“You do not mean that he is to supplant Ronayne, I hope,” returned her friend, trying to laugh her oat of the serious mood, in which she seemed so much inclined to indulge.
“How can you speak so, Margaret? No, my presentiment is of a different character. But it is very foolish and silly to allow the feeling to weigh with me. I will try to think more rationally. Say nothing of this, however, and least of all to Ronayne.”
“Not a word, dearest. Good bye for the present. I must look after the dinner. You know who dines with us.”
A look expressive of the deep sense she entertained of the consideration of her friend, was the only commentary of Miss Heywood, as she passed into her mother’s apartment.

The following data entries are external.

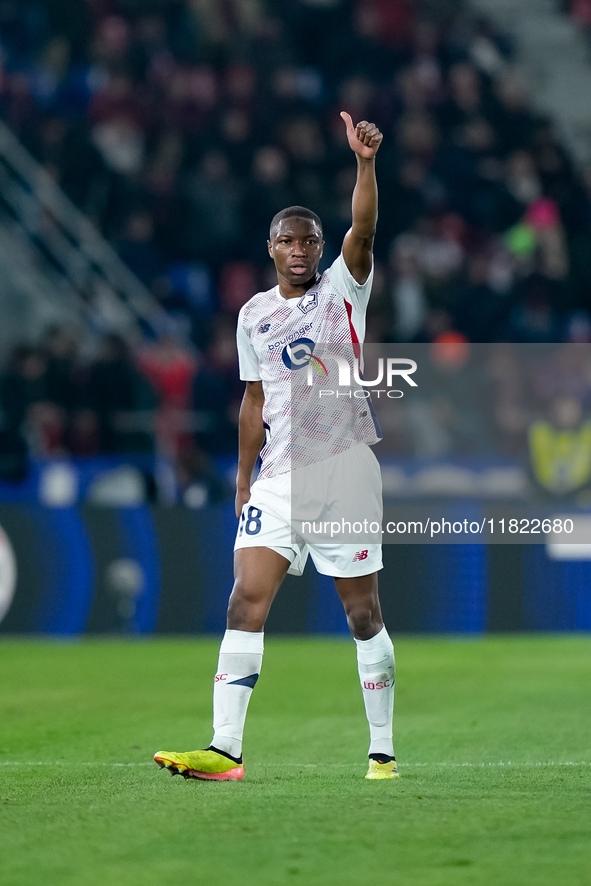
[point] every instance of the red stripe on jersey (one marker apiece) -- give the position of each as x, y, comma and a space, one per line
354, 339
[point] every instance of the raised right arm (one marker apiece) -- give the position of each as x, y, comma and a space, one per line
251, 436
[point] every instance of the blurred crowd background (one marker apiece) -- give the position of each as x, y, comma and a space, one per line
181, 126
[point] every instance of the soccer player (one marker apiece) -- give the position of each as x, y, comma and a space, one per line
304, 308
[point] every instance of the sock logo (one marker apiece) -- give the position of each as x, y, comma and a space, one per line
381, 684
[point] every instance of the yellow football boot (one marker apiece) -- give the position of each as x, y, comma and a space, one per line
378, 769
207, 765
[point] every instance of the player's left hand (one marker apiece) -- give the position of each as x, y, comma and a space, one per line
364, 139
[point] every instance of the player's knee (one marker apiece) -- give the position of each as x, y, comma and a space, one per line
246, 608
364, 622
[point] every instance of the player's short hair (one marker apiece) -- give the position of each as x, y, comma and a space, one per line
292, 212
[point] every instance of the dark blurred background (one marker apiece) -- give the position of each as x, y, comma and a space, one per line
145, 146
179, 127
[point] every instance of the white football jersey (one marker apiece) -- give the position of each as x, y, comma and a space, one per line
270, 330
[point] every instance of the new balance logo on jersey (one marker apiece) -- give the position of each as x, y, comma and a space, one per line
308, 302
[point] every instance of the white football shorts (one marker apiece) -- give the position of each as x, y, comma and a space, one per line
345, 487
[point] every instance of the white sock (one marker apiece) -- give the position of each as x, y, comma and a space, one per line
375, 661
239, 666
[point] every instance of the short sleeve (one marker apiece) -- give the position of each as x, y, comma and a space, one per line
248, 361
341, 277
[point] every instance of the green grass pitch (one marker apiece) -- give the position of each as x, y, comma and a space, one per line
492, 735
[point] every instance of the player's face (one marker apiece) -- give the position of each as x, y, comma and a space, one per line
296, 249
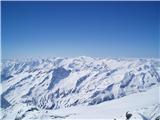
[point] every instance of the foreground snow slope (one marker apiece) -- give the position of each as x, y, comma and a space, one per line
140, 105
35, 85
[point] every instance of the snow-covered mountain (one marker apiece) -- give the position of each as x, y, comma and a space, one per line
61, 83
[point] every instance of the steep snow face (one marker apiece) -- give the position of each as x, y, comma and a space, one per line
64, 82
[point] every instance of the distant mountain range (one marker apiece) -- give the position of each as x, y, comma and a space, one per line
60, 83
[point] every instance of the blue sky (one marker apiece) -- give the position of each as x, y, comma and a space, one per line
97, 29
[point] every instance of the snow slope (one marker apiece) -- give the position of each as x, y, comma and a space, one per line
38, 86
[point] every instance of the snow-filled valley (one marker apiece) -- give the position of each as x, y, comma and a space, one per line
80, 88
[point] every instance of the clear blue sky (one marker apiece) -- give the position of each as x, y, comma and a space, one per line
97, 29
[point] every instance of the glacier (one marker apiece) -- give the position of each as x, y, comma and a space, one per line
75, 88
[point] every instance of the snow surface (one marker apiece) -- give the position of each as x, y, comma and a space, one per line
80, 88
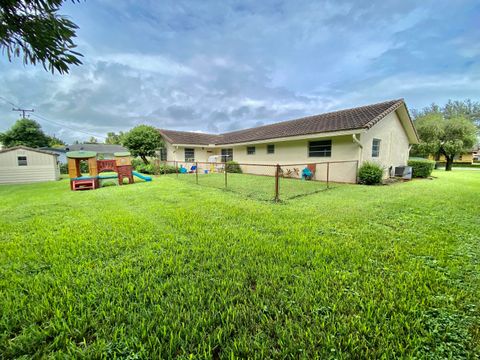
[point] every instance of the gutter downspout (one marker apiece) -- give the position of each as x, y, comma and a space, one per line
355, 140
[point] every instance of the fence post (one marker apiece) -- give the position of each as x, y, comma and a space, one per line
196, 172
328, 174
277, 176
225, 171
356, 173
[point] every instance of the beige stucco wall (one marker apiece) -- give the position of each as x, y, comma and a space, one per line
40, 167
394, 145
286, 152
394, 150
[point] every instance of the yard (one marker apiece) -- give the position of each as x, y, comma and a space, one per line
170, 269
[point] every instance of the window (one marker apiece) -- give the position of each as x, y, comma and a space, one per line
189, 154
22, 160
227, 155
375, 147
321, 148
163, 154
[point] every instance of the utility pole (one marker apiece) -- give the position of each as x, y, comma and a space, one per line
23, 111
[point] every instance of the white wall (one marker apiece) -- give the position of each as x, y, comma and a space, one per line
394, 144
40, 167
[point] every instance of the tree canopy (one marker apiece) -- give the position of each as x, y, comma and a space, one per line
143, 141
29, 133
34, 30
114, 139
448, 136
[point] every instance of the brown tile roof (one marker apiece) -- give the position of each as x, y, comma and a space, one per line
22, 147
362, 117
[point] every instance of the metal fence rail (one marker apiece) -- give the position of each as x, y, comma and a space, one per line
263, 181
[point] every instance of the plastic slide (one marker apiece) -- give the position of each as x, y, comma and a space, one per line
146, 178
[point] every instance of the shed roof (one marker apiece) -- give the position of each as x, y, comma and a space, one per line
29, 149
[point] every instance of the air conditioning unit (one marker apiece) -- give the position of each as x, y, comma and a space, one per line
405, 172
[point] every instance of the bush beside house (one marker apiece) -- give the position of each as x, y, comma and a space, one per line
421, 167
370, 173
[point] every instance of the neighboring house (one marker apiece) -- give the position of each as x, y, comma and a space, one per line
61, 152
380, 132
21, 164
104, 151
466, 158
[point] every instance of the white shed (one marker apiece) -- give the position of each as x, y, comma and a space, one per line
21, 164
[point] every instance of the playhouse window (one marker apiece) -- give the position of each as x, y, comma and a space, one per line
189, 154
163, 154
321, 148
22, 161
375, 147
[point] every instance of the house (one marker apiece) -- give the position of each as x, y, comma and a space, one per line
380, 132
60, 151
104, 151
21, 164
466, 158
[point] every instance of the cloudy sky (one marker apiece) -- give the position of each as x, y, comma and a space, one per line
217, 66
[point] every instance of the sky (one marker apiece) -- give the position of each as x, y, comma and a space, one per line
217, 66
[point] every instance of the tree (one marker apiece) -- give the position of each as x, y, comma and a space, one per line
25, 132
34, 30
143, 141
446, 136
114, 139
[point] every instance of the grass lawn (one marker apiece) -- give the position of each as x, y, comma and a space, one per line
256, 186
170, 269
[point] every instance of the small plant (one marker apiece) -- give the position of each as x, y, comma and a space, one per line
233, 167
370, 173
421, 167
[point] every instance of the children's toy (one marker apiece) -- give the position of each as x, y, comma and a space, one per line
122, 165
307, 174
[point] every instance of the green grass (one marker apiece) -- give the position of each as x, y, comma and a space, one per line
170, 269
256, 186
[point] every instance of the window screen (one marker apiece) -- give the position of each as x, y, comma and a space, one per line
22, 160
189, 154
321, 148
375, 147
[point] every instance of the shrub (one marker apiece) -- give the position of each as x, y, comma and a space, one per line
370, 173
233, 167
152, 169
421, 167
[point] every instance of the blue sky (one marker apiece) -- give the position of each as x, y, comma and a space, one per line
216, 66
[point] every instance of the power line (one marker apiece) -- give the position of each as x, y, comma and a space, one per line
23, 111
40, 117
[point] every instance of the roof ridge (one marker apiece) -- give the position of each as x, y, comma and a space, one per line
320, 114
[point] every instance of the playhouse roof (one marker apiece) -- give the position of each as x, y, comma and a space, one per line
81, 154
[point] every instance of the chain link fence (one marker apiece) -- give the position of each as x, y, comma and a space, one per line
262, 181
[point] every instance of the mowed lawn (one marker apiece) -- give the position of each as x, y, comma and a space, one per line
170, 269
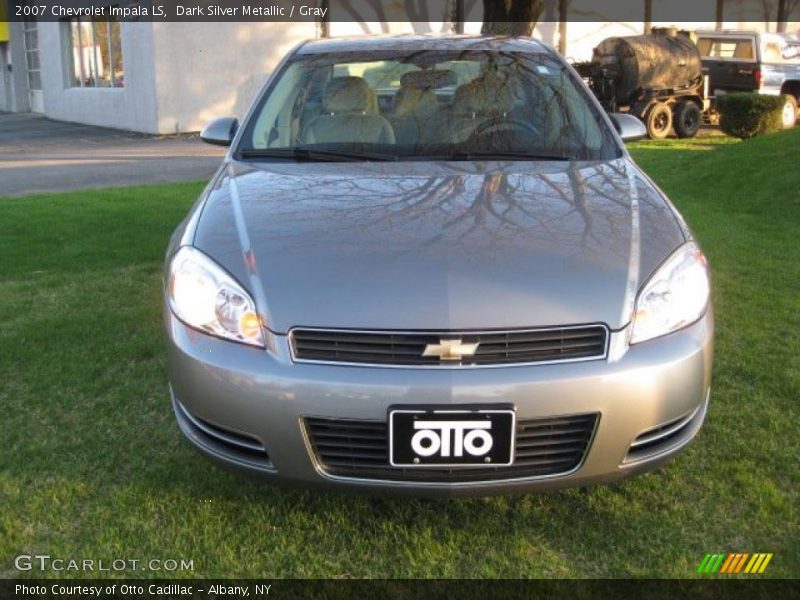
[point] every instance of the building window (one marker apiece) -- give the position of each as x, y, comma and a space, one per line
95, 49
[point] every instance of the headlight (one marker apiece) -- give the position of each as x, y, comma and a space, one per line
675, 296
204, 296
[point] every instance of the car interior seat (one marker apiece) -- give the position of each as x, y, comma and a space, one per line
415, 103
349, 115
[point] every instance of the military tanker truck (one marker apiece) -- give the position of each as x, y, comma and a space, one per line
656, 77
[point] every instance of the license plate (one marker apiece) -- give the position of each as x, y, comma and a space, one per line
442, 437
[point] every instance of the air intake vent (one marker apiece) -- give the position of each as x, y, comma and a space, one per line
359, 449
448, 349
230, 444
667, 436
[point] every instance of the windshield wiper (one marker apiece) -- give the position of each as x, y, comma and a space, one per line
505, 155
309, 154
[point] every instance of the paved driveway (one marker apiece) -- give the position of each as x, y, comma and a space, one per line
40, 155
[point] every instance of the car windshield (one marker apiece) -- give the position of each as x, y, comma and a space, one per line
430, 104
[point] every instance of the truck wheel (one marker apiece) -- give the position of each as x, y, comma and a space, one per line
789, 117
659, 121
687, 119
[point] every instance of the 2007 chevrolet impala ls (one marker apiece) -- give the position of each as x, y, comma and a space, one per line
428, 265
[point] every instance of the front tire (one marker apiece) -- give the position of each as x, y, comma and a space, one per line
789, 115
687, 119
659, 121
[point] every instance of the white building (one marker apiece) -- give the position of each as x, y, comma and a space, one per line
174, 77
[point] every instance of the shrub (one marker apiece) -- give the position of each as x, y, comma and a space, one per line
746, 115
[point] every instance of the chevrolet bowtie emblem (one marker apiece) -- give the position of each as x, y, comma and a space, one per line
450, 349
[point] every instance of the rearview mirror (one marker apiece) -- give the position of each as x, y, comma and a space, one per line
628, 127
220, 132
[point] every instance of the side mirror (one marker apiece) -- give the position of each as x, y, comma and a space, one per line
628, 127
220, 132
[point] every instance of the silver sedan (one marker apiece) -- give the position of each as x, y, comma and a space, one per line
428, 265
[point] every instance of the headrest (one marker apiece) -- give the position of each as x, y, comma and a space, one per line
349, 94
425, 80
492, 92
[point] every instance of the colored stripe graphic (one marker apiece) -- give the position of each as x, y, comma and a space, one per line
734, 563
711, 563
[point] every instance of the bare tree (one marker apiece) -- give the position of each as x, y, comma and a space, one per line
511, 17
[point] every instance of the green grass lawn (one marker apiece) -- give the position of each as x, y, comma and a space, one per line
92, 464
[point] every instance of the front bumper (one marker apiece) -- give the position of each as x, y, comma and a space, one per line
246, 407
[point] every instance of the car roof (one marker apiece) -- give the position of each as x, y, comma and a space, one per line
424, 42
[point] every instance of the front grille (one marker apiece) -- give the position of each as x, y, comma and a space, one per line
407, 348
351, 448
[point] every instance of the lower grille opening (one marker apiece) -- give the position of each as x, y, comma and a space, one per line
360, 449
233, 445
664, 437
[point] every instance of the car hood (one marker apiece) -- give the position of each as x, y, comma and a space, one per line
438, 246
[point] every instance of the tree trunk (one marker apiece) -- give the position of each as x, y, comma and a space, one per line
510, 17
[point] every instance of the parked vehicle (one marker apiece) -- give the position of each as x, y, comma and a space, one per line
657, 78
473, 290
749, 61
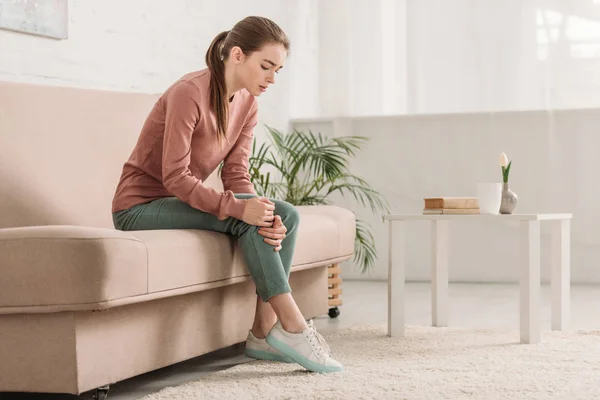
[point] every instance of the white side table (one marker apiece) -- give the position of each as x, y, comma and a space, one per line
529, 279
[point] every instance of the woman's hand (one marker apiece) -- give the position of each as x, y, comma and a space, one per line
259, 212
274, 235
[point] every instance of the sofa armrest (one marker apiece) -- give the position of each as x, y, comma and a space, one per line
58, 265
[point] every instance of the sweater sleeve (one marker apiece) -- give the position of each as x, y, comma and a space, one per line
235, 173
182, 113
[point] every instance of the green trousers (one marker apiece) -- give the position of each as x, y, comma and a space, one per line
269, 269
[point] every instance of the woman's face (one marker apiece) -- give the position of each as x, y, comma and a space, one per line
256, 72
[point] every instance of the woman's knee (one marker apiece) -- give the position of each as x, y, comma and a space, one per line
288, 212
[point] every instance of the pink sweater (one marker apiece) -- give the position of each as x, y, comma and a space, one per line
178, 149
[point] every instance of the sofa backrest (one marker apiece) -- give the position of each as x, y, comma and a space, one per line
62, 151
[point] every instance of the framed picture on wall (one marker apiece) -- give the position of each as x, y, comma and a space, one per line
47, 18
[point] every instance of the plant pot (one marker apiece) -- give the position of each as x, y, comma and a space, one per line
509, 200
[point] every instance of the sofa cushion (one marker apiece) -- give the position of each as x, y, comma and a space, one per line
66, 265
50, 265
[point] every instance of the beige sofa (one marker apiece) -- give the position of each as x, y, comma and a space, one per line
83, 305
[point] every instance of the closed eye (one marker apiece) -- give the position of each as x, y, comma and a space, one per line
268, 68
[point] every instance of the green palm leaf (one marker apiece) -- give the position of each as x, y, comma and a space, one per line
312, 167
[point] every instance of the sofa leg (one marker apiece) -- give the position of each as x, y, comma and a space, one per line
101, 393
335, 281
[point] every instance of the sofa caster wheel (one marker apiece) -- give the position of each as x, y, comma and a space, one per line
334, 312
101, 393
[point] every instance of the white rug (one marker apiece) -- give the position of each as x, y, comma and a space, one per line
429, 363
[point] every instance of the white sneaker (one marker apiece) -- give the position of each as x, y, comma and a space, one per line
307, 348
259, 349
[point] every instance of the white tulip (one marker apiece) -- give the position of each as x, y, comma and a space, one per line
503, 160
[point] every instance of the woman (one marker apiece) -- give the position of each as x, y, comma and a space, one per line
204, 118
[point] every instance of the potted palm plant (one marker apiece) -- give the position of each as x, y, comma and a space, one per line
309, 169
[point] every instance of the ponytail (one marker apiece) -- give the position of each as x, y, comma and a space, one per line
215, 60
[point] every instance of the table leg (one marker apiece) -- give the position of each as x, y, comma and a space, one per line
530, 282
439, 273
396, 278
560, 280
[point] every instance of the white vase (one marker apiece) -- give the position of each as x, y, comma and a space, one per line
489, 196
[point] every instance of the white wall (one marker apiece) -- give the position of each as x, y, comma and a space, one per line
411, 157
384, 57
145, 45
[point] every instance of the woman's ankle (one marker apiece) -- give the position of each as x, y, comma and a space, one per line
294, 326
262, 329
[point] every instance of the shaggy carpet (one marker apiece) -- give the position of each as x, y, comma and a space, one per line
429, 363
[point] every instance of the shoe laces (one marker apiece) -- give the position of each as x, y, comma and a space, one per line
321, 346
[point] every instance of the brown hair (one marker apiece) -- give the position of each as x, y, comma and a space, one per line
249, 34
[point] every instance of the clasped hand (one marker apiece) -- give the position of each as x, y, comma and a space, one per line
259, 211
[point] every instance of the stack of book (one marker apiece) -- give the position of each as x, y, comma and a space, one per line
451, 205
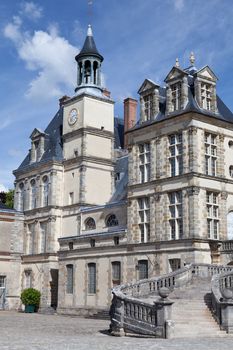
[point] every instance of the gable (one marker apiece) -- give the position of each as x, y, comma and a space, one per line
207, 73
174, 73
147, 85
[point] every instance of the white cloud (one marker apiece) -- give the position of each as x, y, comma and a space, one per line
179, 4
47, 53
31, 10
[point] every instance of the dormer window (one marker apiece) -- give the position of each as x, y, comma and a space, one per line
176, 96
148, 106
206, 96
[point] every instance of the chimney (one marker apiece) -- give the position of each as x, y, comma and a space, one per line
62, 100
107, 93
130, 115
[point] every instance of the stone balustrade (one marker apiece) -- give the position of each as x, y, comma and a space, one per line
130, 314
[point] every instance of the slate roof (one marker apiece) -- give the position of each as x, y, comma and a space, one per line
53, 142
223, 111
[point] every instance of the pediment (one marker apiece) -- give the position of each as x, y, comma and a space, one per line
36, 134
175, 73
147, 85
206, 72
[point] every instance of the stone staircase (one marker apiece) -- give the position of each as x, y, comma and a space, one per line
191, 312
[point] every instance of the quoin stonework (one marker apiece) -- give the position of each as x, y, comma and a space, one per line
101, 202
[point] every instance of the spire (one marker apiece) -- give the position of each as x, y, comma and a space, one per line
192, 59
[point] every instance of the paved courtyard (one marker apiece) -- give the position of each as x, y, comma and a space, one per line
35, 331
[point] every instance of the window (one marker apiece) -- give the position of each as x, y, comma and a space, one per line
92, 278
45, 189
175, 264
70, 279
212, 215
176, 157
144, 162
28, 278
33, 194
142, 269
21, 196
116, 273
31, 238
210, 154
111, 221
144, 219
148, 105
92, 243
90, 224
71, 198
43, 236
231, 171
176, 96
206, 96
176, 221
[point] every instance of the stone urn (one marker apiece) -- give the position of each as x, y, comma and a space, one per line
164, 292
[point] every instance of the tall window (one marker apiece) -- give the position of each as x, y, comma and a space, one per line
70, 279
142, 269
176, 157
45, 194
210, 154
206, 96
144, 162
176, 220
33, 194
21, 196
148, 103
90, 224
212, 214
43, 236
31, 238
116, 273
144, 219
111, 221
92, 278
176, 96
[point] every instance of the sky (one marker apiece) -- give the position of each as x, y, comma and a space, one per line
138, 38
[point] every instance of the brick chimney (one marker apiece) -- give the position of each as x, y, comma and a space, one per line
106, 92
130, 115
62, 100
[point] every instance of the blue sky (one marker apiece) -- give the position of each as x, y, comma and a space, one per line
138, 38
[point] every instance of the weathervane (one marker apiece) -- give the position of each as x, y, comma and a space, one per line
90, 3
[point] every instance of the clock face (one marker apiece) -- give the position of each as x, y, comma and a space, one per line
73, 116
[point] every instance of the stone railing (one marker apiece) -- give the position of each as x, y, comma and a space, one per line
227, 246
222, 300
130, 314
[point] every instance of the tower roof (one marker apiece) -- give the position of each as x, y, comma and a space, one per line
89, 47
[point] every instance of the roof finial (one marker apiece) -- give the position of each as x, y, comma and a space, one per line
89, 30
192, 58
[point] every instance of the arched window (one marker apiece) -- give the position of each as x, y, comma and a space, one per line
230, 225
33, 194
111, 220
45, 189
21, 197
90, 224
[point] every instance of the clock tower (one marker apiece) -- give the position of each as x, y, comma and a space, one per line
88, 133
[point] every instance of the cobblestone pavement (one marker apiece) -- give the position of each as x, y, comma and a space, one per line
49, 332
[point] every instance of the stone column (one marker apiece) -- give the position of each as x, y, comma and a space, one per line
184, 92
193, 149
193, 224
220, 171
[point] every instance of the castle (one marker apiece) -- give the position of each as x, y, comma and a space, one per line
93, 210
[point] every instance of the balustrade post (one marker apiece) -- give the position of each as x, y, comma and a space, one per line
117, 317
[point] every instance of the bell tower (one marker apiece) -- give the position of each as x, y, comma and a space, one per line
89, 64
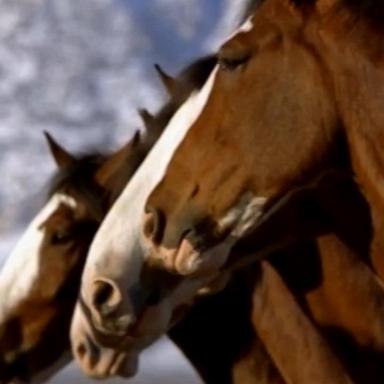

It was now the middle of May. A month had elapsed since the events detailed in the preceding chapters. The recollection of the outrage at Heywood’s farm, committed early in April was fast dying away, save in the bosoms of those more immediately interested in the fate of its proprietor, and apprehensions of a repetition of similar atrocities had, in a great measure, ceased. A better understanding between the commanding officer and his subordinates—the result of a long private interview, which Ensign Ronayne had had with the former, on the morning after his promise to Mrs. Headley, followed by an apology on parade that day, had arisen. Corporal Nixon was now Sergeant Nixon—Collins had succeeded to him, and Le Noir and the boy—Catholic and Protestant—had been buried in one grave. Ephraim Giles filled the office of factotum to Von Vottenberg, whose love of whisky punch, was, if possible, on the increase. Winnebeg, the bearer of confidential despatches, announcing the hostile disposition and acts of certain of the Winnebagoes, had not returned, and Waunangee, who, recovered from the fumes of the claret, had, in an earnest manner, expressed to Ronayne contrition for the liberty he had taken with Miss Heywood, had departed from the neighborhood, no one knew whither. Harmony, in a word, had been some days restored in the Fort, and the only thing that detracted from the general contentment, was the uncertainty attending the fate of Mr. Heywood—regretted less, however, for his own sake, than for that of his amiable daughter, who vainly sought to conceal from her friends, the anxiety induced by an absence, the duration of which it was utterly impossible to divine. As for Mrs. Heywood, she was still in ignorance, so well had things been managed by the Elmsleys, that any of the fearful scenes had occurred. She still believed her husband to be at the farm.
But, as it was not likely she could much longer remain in ignorance of what had been the subject of conversation with every one around her, it was advised by Von Vottenberg, that, as the warmth of spring was now fully developed, and all dread of the Indians resuming their hostile visit, at an end, she should be conveyed back to the cottage, the pure air around which, was much more likely to improve her health, than the confined atmosphere of the Fort. She had accordingly been removed thither early in May, accompanied by her daughter and Catherine.